For previous periods, the transitional guidelines allow entities to: [IFRS 15:C3] Where a contract contains variable consideration elements, the entity estimates the amount of variable consideration to which it is entitled under the contract. [IFRS 15:50] Variable consideration may result, for example, from discounts, rebates, refunds, credits, price concessions, incentives, performance bonuses, penalties or similar items. There is also a variable counterparty if a company`s right to a counterparty depends on the occurrence of a future event. [IFRS 15:51] The basic principle of IFRS 15 is that revenue is recognised when goods or services are transferred to the customer at the transaction price. Revenue is accounted for in accordance with this basic principle using a 5-step model, as shown below. If a contract with a customer does not yet meet all of the above criteria, the company will re-evaluate the contract in the future to determine if it subsequently meets the above criteria.
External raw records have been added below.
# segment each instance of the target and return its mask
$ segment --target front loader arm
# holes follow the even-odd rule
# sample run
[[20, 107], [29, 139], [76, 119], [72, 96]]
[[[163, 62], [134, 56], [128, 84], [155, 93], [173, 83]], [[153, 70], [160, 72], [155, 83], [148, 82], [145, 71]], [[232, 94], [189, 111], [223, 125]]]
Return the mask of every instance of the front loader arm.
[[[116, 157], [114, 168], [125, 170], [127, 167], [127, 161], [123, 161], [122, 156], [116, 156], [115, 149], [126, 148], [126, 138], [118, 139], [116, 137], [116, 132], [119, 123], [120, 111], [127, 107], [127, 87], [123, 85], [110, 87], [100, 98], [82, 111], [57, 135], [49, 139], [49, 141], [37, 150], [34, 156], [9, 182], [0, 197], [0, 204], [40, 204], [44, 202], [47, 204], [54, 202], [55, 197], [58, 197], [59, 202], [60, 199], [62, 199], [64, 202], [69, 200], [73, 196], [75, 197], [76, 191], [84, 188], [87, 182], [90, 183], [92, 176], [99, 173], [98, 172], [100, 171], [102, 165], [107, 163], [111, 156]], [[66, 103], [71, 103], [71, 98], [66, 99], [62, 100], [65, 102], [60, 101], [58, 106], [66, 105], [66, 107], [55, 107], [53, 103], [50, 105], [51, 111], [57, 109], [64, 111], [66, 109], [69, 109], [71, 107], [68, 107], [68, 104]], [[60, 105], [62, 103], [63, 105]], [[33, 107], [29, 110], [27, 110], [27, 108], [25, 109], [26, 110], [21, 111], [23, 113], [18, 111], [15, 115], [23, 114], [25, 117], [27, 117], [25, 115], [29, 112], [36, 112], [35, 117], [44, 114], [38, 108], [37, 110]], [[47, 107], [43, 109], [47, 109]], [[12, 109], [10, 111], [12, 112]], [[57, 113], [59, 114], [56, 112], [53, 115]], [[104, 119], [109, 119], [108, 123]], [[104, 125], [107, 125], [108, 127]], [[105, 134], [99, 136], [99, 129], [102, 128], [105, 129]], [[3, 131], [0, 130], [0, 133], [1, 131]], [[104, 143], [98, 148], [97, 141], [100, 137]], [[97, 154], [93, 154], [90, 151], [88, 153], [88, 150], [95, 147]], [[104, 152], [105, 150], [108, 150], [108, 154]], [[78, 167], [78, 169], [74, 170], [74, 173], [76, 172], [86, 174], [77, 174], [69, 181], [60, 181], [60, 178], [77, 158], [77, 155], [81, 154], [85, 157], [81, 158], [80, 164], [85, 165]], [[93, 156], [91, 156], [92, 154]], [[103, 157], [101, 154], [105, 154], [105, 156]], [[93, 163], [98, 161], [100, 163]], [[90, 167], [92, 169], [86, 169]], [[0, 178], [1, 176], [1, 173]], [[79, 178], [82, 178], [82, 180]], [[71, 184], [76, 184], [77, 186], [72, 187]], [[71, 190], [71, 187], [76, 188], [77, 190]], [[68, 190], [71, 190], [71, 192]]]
From that date, the entity will apply IFRS 15 to the contract. [IFRS 15:14] IFRS 15 specifies how and when an IFRS registrant recognises revenue and requires these entities to provide more informative and relevant information to users of the financial statements. The standard offers a unique five-step model based on principles that can be applied to all contracts with customers. The asset recognised for the acquisition or performance of a contract is systematically depreciated, which is consistent with the pattern of transfer of the goods or services to which the asset relates.
[IFRS 15:99] The application of these guidelines depends on the facts and circumstances present in a contract with a customer and requires the exercise of judgment […].